THE government will adopt a "fair and compassionate approach" in the assessment of additional premiums for those with pre-existing medical conditions under the universal health coverage scheme, MediShield Life.
Speaking in Parliament at the second reading of the MediShield Life Scheme Bill, Health Minister Gan Kim Yong said that while it would be fair for those with pre-existing medical conditions to pay higher premiums to reflect the higher risks, it is also important to ensure these premiums would not be too onerous.
Those with pre-existing conditions have to pay additional premiums of 30 per cent for the first 10 years.
"The key focus would be on serious pre-existing medical conditions that are likely to be life threatening; or have high risk of future complications or recurrence, and therefore may require prolonged treatment.

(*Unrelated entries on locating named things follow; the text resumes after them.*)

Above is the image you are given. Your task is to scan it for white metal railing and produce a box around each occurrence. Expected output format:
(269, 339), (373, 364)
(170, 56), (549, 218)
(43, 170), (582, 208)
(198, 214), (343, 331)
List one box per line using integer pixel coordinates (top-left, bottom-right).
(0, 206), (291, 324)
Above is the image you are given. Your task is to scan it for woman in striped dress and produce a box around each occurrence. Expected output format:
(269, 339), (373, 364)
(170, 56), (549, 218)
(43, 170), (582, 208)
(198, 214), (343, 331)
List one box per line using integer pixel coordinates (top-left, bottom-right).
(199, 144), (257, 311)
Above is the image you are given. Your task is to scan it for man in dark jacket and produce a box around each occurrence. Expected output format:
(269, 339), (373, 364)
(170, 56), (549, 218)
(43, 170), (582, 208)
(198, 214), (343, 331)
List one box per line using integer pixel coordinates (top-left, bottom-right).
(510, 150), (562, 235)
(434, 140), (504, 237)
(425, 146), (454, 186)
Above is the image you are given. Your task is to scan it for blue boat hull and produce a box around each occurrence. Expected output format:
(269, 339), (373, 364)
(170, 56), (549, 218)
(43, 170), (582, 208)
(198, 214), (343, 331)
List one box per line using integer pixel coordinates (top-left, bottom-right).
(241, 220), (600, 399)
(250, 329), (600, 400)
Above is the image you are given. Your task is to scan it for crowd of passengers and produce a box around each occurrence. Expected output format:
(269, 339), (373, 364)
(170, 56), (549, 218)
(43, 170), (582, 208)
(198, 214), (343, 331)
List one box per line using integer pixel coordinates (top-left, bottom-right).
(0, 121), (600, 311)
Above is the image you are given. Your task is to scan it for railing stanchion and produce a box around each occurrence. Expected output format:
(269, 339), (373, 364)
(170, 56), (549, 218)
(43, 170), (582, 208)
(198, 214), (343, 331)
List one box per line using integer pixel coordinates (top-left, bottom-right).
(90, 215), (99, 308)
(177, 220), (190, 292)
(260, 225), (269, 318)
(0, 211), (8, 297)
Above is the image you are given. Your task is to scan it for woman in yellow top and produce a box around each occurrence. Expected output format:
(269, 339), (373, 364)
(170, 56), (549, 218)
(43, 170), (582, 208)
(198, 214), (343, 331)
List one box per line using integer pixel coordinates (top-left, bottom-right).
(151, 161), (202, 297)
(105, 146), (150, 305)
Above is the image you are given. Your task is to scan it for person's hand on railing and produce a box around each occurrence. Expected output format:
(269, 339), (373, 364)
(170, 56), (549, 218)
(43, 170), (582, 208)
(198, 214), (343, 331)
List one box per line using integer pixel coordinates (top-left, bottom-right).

Singaporeans with these conditions will benefit significantly from the enhanced protection when they are covered under MediShield Life, as many of them would not have been able to get insurance coverage for their pre-existing conditions in the past," said Mr Gan.
In presenting the Bill for debate, he said the Health Ministry (MOH) is currently reviewing the list of serious pre-existing medical conditions, with specialist advice from clinicians.
He added that MOH will share more on the broad categories of such conditions later.
Individuals who have to pay the additional premiums will also be informed before the start of the scheme.
Under the Bill, provision has been made for the establishment of a MediShield Life Council, which will have the powers to review and make recommendations to the Health Minister on related issues and to review the scheme's administration.
It will comprise up to 17 members, said Mr Gan, who added that the council will be established by the time the scheme takes effect. More information will be released later.
To make it easier for the national insurance administrator to check the eligibility of individuals for MediShield Life premium subsidies and to identify those with serious illnesses, authorised personnel administering the scheme will be allowed to access financial and medical information in government and administrative databases under the Bill. These would include basic information registered with the government, such as residential addresses, the annual value of residences, as well as financial data such as income.
In his speech, Mr Gan assured that "stringent safeguards are in place to protect the information from unintended or inappropriate uses".
So far, more than a dozen Members of Parliament have expressed their views on the Bill.